Em segundo lugar, podemos consultar esses velhos contos de fadas à procura de ajuda. A mulher invejosa preza pelo próprio status,
esteja ele em sua juventude, em sua riqueza, em seu poder ou em sua
influência (ou mesmo em tudo isso junto). Todos esses aspectos
materiais, no entanto, não cobrem por completo o que significa ser uma mulher de Deus.
Há uma camada mais profunda de vida para as mulheres, camada a qual nós
perdemos de vista em nossa própria cultura. Trata-se de maturidade e de
sabedoria. Esses atributos não aparecem simplesmente com o
passar dos anos, mas devem ser adquiridos por meio de atos deliberados
de esforço para conquistar as virtudes da humildade, da paciência, da confiança, da pureza etc.
A chave para isso está na consciência profunda de que Deus é nosso
Pai, cuida com carinho de cada um de nós e tudo o que nos acontece faz
parte de sua vontade providente. Quando descobrimos que “tudo concorre para o bem dos que amam a Deus” (Rm 8, 28) e rejeitamos a mentira de que estaríamos órfãos neste mundo, então a inveja passa a não ter mais lugar em nossas vidas.

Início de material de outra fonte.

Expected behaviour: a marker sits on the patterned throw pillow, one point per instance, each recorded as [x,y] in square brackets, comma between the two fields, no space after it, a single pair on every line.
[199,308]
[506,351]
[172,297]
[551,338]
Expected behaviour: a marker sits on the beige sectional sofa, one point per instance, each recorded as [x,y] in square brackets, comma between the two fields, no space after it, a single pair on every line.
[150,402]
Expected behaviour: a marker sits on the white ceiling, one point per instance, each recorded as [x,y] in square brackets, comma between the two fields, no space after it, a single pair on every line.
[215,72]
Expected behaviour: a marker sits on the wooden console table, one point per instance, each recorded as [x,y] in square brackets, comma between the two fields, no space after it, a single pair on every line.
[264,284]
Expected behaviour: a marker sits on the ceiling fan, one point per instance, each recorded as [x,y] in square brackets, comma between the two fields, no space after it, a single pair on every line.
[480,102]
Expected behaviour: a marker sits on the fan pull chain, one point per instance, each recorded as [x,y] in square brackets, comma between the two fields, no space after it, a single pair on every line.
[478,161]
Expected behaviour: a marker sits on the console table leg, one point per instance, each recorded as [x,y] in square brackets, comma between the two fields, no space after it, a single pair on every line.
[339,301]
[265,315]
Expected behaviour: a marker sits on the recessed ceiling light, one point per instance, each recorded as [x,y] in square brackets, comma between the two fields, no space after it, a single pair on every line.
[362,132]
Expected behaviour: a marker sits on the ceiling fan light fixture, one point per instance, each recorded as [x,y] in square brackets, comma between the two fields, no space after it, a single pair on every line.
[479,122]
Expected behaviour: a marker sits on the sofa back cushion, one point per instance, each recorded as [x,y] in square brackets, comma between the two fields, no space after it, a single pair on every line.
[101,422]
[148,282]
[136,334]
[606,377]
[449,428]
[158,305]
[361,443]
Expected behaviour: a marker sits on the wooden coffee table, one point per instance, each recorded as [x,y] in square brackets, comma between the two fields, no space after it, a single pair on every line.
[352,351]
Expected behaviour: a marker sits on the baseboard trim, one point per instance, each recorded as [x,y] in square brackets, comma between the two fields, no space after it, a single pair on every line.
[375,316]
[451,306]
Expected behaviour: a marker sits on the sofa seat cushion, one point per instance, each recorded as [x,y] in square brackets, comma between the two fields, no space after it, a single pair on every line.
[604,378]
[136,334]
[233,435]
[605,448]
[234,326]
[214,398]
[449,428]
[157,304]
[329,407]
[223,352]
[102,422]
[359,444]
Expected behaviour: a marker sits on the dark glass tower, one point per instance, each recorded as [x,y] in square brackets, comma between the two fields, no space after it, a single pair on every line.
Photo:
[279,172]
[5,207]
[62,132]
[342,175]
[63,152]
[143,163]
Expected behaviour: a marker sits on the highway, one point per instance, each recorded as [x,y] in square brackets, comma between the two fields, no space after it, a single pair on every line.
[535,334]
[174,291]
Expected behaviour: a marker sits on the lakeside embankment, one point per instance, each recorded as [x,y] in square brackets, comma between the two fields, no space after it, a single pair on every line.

Um espírito de gratidão por esse relacionamento com nosso Criador e por
todos os dons que recebemos, por mais pequenos e insignificantes que
pareçam, é o que precisamos para dissipar o veneno da inveja.
Como todo bom conto de fadas, nós sabemos que, no fim, a beleza, o
bem, a verdade e a honestidade verdadeiras não podem ser vencidos, mas
tão somente escondidos ou desprezados. Um dia, a fantasia da ideologia feminista finalmente virá abaixo e será revelado, então, aquilo que ela realmente é: uma grande e espalhafatosa mentira.
Notas
- A expressão “fairest of them all”, aqui traduzida ao pé da letra, faz referência à frase com que a personagem da madrasta má se dirigia ao espelho mágico na história da Branca de Neve: “Mirror, mirror on the wall, who’s the fairest of them all?” (“Espelho, espelho na parede, quem é a mais bela de todas?”, literalmente). Na versão portuguesa desse conto de fadas, a frase que ficou famosa e mais sonora em nosso idioma foi: “Espelho, espelho meu, existe alguém neste mundo mais bonita do que eu?”.
- Essa diferença é cuidadosamente explicada na Suma Teológica: enquanto os ciúmes (zelus, em latim) são considerados pelo Aquinate simples efeitos do amor (cf. I-II, q. 28, a. 4), pelo que vão abordados no tratado sobre as paixões, a inveja é sempre má e pecaminosa (cf. II-II, q. 36, a. 2), constando da seção da Suma que trata sobre a moral.
- Trata-se de uma frase, famosa, de G. K. Chesterton, já usada inúmeras vezes em outros textos nossos. Tomamos a liberdade de acrescentá-la aqui, a fim de enriquecer a matéria e completar a linha de raciocínio de sua autora.